Kültür ve sanata bir ömür değer vererek yaşamış olan Abdulhakim Eren 1949’da dünyaya geldiği Alemdar da ilkokulu okuduktan sonra ortaokulu Afşin’de, öğretmen okulunu Mersin’de okur. Ankara Gazi Eğitim Enstitüsünde devam eden eğitiminin ardından Türkçe-Edebiyat öğretmeni olarak görev alır. Kahramanmaraş’ta görev yaptığı yıllarda Türkocağı Kahramanmaraş şubesinin kurucuları arasında yerini alır. İsmi Bahaettin Karakoç ile özdeşleşen Dolunay dergisinin yazı heyetinde de vardır. Yirmi beş yıllık öğretmenlik ve idarecilik sürecini tamamladıktan sonra 2002 de emekli olarak ticarete başlar. İnşaat sektöründe hizmet verirken aynı zamanda Kültür – Sanat Derneği’ni kurar ve başkanlığını üstlenir. Merkezi Ankara’da bulunan Kahramanmaraş Eğitim Vakfı’nın il temsilciliği, Kahramanmaraş Kültür Sanat Evi üyeliği gibi kültürel ortamlarda görev alır. 12 Şubat’ta Edik dergisi, Alkış dergisi ve Kahramanmaraş’ta Bugün gazetesinde yazıları yayınlanır. Yaşadığı coğrafyanın ozan ve âşıkları olan Mahsuni Şerif, Hayati Vasfi, Kul Hamit, Âşık Yener ve Âşık Hüseyin’in yaşam öykülerini kaleme aldığı “Kendi Penceremden Beş Ünlü Ozan” yayınlanmış ilk eseridir. Yazar eser için yazdığı önsöz de Alemdar ve çevre köylerdeki kış gecelerini anlatarak başlar söze. Zaman sözlü kültürün kırsalda henüz yürürlükte olduğu zamandır. Uzun kış gecelerinde “kimin sesi güzelse elini kulağa” attığı, Telli Senem’den, Ceren’den çığırdığı, Le Le Çoban türküsü ile derdini dile getirdiği zamanlardır. Hatta dilekçenin devlet kapısına şiirle yazıldığı dönemdir.

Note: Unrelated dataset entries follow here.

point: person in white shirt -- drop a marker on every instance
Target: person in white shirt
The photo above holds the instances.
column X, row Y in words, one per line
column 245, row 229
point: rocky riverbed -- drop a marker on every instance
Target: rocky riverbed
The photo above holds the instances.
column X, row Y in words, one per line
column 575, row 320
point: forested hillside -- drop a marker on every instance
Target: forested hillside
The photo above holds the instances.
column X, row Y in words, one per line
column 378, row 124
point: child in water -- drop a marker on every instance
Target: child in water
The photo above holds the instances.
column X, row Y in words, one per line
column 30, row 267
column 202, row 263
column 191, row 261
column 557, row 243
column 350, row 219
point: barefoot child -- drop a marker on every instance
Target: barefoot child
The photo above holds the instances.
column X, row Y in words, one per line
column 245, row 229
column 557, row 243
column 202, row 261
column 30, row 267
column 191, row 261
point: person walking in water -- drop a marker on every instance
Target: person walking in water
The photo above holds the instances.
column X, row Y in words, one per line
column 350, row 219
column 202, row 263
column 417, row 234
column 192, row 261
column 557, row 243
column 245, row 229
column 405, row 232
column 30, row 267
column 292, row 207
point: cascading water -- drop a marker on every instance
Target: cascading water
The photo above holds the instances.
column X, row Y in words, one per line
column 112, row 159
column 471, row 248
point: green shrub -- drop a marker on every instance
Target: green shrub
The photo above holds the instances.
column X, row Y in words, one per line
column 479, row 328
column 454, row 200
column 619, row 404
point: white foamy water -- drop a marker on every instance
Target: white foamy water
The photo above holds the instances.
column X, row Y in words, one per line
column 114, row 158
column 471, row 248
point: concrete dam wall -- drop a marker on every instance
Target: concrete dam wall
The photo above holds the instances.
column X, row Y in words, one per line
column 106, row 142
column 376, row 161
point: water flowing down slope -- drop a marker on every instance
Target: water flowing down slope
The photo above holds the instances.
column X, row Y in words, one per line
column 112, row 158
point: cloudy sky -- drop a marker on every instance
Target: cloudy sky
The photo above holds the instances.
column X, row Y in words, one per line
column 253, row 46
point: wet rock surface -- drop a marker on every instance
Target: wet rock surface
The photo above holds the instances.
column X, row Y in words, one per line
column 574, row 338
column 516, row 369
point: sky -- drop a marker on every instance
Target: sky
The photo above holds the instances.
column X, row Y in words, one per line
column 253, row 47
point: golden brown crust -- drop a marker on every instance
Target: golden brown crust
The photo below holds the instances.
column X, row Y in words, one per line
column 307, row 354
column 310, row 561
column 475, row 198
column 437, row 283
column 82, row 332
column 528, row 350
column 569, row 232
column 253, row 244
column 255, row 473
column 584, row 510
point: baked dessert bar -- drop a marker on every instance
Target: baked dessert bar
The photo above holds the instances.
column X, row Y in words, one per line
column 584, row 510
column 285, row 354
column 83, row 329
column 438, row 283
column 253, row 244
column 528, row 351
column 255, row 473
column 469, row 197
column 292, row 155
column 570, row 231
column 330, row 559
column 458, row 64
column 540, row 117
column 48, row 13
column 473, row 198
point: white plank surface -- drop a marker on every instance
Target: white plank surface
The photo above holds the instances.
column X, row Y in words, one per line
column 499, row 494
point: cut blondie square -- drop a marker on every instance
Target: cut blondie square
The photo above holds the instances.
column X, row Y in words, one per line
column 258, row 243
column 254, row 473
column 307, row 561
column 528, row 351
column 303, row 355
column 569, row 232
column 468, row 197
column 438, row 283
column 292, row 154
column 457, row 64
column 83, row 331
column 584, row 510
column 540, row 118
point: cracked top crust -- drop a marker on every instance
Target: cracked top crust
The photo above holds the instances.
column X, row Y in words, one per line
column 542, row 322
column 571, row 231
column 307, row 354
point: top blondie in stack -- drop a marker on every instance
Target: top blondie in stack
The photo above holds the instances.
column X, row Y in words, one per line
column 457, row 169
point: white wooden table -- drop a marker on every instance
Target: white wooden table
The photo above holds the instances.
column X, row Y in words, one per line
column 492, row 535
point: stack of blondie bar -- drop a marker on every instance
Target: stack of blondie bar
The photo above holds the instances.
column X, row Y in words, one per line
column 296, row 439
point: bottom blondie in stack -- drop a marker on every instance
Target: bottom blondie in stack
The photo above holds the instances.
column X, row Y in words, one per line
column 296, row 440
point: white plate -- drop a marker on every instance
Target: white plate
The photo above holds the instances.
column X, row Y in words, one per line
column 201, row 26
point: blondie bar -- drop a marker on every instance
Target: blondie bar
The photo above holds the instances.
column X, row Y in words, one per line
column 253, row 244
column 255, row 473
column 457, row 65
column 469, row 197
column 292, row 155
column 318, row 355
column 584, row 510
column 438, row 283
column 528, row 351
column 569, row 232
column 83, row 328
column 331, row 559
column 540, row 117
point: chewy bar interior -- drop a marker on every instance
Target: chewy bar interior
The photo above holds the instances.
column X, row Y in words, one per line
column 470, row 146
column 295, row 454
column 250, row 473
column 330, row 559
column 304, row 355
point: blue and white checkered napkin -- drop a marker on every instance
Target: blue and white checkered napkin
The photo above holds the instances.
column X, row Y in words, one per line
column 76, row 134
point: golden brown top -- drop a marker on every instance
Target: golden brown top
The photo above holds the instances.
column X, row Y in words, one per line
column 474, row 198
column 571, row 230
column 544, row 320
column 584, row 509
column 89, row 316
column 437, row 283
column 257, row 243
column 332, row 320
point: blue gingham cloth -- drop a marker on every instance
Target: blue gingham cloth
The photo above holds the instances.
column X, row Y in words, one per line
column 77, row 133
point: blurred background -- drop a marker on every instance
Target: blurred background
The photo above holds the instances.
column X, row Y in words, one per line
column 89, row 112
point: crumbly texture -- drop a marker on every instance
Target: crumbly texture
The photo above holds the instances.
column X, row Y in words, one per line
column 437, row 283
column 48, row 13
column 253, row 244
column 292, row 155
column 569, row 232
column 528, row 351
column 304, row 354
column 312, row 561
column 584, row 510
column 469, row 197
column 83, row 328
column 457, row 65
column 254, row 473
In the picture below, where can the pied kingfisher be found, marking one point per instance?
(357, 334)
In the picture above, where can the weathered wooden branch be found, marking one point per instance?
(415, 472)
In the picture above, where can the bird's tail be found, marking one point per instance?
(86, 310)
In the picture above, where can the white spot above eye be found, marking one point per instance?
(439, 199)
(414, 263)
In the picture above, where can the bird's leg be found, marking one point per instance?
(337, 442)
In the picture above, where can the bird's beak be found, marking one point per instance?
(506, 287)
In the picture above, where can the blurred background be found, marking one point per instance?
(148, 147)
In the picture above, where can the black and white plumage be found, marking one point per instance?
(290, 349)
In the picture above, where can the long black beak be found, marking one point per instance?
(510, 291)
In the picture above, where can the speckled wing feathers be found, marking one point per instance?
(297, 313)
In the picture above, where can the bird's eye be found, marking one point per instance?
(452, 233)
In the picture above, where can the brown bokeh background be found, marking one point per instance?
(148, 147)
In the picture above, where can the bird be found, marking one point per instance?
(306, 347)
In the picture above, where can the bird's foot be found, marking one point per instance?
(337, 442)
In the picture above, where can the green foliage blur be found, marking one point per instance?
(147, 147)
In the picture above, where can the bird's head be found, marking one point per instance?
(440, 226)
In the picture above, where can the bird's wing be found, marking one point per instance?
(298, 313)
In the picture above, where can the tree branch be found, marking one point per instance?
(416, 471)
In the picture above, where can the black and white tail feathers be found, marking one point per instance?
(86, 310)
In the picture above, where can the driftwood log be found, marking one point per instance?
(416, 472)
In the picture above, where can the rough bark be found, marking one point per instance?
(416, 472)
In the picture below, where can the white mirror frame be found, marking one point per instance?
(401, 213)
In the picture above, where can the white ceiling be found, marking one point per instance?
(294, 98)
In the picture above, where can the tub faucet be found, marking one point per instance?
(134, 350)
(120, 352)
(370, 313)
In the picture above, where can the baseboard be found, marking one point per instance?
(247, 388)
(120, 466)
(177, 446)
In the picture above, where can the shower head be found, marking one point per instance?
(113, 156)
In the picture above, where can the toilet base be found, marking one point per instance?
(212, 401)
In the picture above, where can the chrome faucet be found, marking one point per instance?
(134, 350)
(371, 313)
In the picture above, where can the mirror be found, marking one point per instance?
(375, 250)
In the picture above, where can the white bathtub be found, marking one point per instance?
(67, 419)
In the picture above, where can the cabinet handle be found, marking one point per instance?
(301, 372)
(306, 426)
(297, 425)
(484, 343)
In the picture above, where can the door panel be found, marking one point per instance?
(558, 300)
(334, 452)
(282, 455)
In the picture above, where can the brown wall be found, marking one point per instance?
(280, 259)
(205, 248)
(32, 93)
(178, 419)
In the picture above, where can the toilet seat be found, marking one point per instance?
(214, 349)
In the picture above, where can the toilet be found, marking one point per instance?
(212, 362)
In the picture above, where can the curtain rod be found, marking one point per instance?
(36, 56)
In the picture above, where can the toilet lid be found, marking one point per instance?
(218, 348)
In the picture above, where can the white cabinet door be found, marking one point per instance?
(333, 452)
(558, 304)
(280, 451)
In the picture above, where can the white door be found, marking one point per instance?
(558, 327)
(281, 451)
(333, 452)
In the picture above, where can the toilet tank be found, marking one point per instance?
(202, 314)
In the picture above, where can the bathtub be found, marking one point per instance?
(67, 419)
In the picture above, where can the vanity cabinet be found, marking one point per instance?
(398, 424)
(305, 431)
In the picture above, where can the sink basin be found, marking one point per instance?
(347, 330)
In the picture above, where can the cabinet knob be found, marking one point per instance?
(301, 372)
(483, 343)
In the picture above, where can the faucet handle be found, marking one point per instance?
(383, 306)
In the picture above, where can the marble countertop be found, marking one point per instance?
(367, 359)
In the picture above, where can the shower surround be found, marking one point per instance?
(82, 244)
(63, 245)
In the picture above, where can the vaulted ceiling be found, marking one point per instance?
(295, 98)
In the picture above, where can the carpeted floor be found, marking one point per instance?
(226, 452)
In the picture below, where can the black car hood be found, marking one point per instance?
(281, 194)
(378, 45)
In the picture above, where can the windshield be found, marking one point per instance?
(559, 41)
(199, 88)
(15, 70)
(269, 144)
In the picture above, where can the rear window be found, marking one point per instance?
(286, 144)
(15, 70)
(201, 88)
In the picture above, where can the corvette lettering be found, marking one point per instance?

“Kul Hamit köylümüzdü” der yazar. “Halk ona ‘Şeyh Hamit’ derdi. Herkes ondan bir dörtlük okur, derdini anlatırdı. Yanık sesi kulağımızda hâla çınlar durur” diyerek başlar anlatmaya. Köylüsü Kul Hamit’ten hemen sonra Hayati Vasfi’ye gelir sıra. “Giyinişi, foteri, kravatı, konuşması, şiir okuması” ile “bir sembol insan” olarak vasıflandırır Hayati Vasfi’yi. Sonra Âşık Yener’i, Âşık Mahsuni’yi ve Hüseyin’i anlatır. Anlatırken de şanslı olduğu yönünü açıktan verir ele;
“Benim şansım; saydığım Kul Hamit, Hayati Vasfi Taşyürek, Âşık Mahsuni Şerif ve Âşık Hacı Yener’i tanımam, onlarla sohbet etmem, dinlemem, zaman zaman birlikte olmam” der. Meşhur fil hikâyesini dillendirerek bütünü görmenin önemini kayda geçen yazar parçalardan yola çıkarak karar verip yargılamanın mahzuruna da değinip bu beş “ünlü ozan”a “Fil” diye baktım der.
Eserin editörlüğünü üstlenmem hasebiyle kaleme aldığım takdim yazısının hemen akabinde Oğuz Paköz de eser üzerine düşüncelerini dile getirir.
Eserde Âşık Mahsuni Şerif’in, Hayati Vasfi Taşyürek’in, Kul Hamit’in, Âşık Hüseyin Tenecioğlu’nun ve Âşık Yener’in ayrı ayrı yaşam öyküleri anlatılır, sanatı değerlendirilir ve şiirlerinden seçmeler yapılır. Hepsi de ebediyete göç etmiş olan bu şeş ünlü ozanın yanı sıra hayatı kaleme alınacak yüzlerce ozan bekler sırada.
İstanbul’da Efsus Yayınları arasında Şubat 2020’de neşredilen eser okurdan büyük ilgi görür.
Eserde yer alan beş ozanımızın yanı sıra tüm ozanlarımızı rahmetle anarken bir Maraş deyimiyle “arkasının geleğenli olmasını” diliyorum.